Condensation is blurring my sight. The moisture is gathering and multiplying, getting heavier as the moments pass. The drops begin to defy gravity as they start to move opposite to that which they are customarily inclined. Now sideways, it is evident now that this is no ordinary condensation, and this moisture has a plan of its own. I close my eyes out of instinct, and cease to exercise the options still left within the realm of choice. I open them once again to find a fresh, crimson hue to that which I had seen just moments ago. Exploration of my newly altered surroundings proves conclusive with a discovery of the only thing that has remained constant to this point; condensation, though now stimulating a different sense. My eyes come second as I press my fingers together and watch this condensation run down my hand. An infinite display of nature and time has now begun to gather, to evolve into a brilliance so commonly overlooked; water, though now stimulating all of my senses. What I had seen before is now palpable and exponentially growing, in a majestic yet mysterious pattern. I attempt to make sense of its eloquence, but it is not long before this spectacle has turned frightening; its majesty now bland and bleak, its mystery now certainty. Once more, instinct activates my body as I look for a way to escape this new presence of certainty. With each passing second, my instincts contradict the decision I made when I was still conscious within the realm of choice. It is this choice that has defied me; under the pressure of nature and time. The crimson hue over everything I see grows stronger as I grow weaker. I’m gasping for air, and looking for a door to five minutes ago. Unfortunately, the pressure of nature and time influenced me to lock the doors before I steered left.

Jul. 6th, 2008

Retrospect.

So I haven't written in this for a while, and since i'm kind of upset I think i'll bring it back. Kiefer told me he wrote in his after Natalie died, and what he wrote in his about her seemed like it came from the heart; i'll try to make this the same.

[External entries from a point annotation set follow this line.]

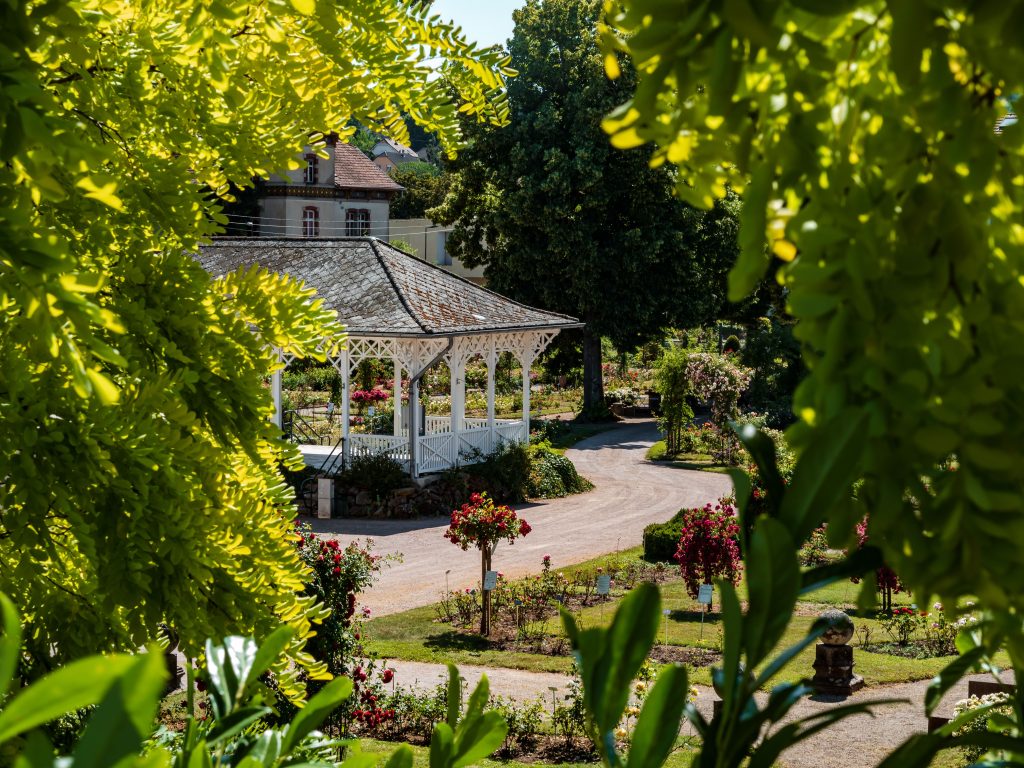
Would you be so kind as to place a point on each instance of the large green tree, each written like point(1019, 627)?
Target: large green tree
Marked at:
point(139, 474)
point(561, 218)
point(882, 176)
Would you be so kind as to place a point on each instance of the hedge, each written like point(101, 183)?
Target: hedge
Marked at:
point(660, 540)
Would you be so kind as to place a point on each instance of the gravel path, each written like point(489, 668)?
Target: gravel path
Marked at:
point(862, 739)
point(630, 493)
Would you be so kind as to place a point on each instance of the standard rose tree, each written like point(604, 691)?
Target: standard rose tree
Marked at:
point(482, 524)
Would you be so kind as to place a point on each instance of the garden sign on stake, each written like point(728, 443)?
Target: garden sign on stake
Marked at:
point(483, 524)
point(705, 598)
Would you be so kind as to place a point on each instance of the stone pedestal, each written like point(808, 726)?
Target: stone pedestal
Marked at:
point(834, 670)
point(325, 498)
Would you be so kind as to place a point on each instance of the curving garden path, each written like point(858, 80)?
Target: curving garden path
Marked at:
point(630, 493)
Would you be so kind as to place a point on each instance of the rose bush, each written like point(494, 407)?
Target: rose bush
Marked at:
point(481, 523)
point(708, 547)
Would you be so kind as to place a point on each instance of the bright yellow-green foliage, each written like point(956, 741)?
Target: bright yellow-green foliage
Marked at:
point(138, 470)
point(862, 136)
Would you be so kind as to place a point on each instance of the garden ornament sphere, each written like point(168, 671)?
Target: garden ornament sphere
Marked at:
point(839, 627)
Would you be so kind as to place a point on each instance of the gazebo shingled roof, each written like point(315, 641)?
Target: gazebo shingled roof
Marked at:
point(396, 307)
point(378, 290)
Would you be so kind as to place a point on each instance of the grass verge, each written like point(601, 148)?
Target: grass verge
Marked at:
point(701, 462)
point(417, 635)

Marissa and I broke up tonight; i'll say I broke up with her, she'll say she broke up with me, whatever. The thing that matters is that she's gone. Stuff got really rough lately with all this speculation about her cheating on me, and just a bunch of other things that got between us. For the record, so everyone can see right here, I personally do not think she cheated on me. Call me stupid, call me blind, but I guess I was brought up to see the good in people. I cannot see why she would have cheated on me. Maybe she did, but I just cannot help but trust her. I went to Dan's house after we broke up to find Anthony, Heath, Tommy, Dan, and James start applauding for me for breaking up with her, and just to give me friend support. I don't know if I would take it as an applause for "getting rid" of her, I would much rather just take it as my friends being there for me.

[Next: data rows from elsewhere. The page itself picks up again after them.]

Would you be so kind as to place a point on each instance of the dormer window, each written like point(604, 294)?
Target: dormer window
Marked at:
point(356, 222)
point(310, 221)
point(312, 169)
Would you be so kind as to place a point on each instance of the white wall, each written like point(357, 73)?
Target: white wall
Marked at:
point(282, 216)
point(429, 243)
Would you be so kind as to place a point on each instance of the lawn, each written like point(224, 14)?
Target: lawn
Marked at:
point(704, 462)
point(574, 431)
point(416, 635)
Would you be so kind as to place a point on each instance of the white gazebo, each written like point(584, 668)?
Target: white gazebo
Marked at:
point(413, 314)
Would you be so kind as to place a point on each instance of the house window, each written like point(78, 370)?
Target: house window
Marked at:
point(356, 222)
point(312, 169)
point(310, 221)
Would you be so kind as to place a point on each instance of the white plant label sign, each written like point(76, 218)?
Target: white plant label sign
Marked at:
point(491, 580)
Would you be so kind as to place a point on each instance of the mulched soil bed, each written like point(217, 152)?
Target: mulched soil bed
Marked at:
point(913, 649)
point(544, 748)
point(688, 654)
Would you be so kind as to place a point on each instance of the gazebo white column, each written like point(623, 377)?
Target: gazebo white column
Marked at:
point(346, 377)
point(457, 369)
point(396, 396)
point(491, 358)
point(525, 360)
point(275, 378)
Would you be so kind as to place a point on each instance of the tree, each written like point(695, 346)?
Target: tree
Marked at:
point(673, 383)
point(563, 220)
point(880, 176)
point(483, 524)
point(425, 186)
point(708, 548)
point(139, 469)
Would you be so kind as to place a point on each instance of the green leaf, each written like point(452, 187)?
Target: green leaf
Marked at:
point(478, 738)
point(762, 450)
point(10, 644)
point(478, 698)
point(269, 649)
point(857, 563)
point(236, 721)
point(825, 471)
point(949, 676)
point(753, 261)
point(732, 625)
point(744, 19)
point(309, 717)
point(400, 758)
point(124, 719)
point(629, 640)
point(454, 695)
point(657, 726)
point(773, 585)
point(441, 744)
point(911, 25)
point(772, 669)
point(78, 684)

Even though I was pretty unhappy with a lot of the things Marissa would do when we were together (i'll respect her privacy and not talk about them), i'll still think about her a lot. I used to try and let her know that she was beautiful every day, and make sure she was always happy and comfortable with what we were doing and who we were doing it with. I would always think about her feelings and make sure I didn't do anything that would make her unhappy or upset. I really cared about her, to the point where I told her I loved her. She told me she loved me too, but she was kind of skeptical about saying it a lot since she never said that to anyone before so I told her she didn't have to. Now it just really sucks because the only things I can think about right now are the times I enjoyed being with her.

My friends tell me it's for the best; they say she was no good and what not. They tell me it's not worth it for me to be together with her if I find more stress then pleasure when i'm with her.

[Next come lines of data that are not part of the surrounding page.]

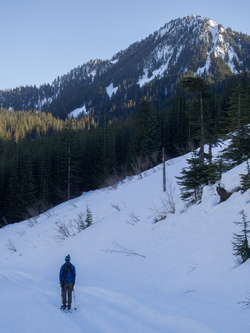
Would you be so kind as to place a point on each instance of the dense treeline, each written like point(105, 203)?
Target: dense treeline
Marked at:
point(45, 160)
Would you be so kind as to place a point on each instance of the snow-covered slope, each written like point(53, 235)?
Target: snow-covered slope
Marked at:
point(133, 275)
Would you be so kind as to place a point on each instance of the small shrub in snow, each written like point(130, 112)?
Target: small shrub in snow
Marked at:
point(133, 219)
point(116, 206)
point(166, 204)
point(65, 230)
point(11, 246)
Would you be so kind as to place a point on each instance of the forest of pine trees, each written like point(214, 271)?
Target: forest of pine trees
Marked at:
point(46, 160)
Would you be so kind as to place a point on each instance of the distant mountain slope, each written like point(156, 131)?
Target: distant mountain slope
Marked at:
point(193, 44)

I'm doing my best to see their point of view.

I suppose I did what I had to do tonight. I had to stand up I guess.

As for now, it's back to the old Mike that most of my friends miss. Right now the only thing I miss is Marissa.

Mar. 12th, 2008

Time.

I wanted to update this a few times, but idk. I just didn't. Now as I sit with my laptop in my American Public Policies class, I think i'll make a new entry.

Let's see.

Sara's cousin Marianna, who I have spoken about several times in my past entries, is going through a pretty lame time now. Her and her boyfriend, Mike, split up. Shes been pretty upset about it and we've been talking a lot; I wish her all the best and I know she'll move on and be just fine.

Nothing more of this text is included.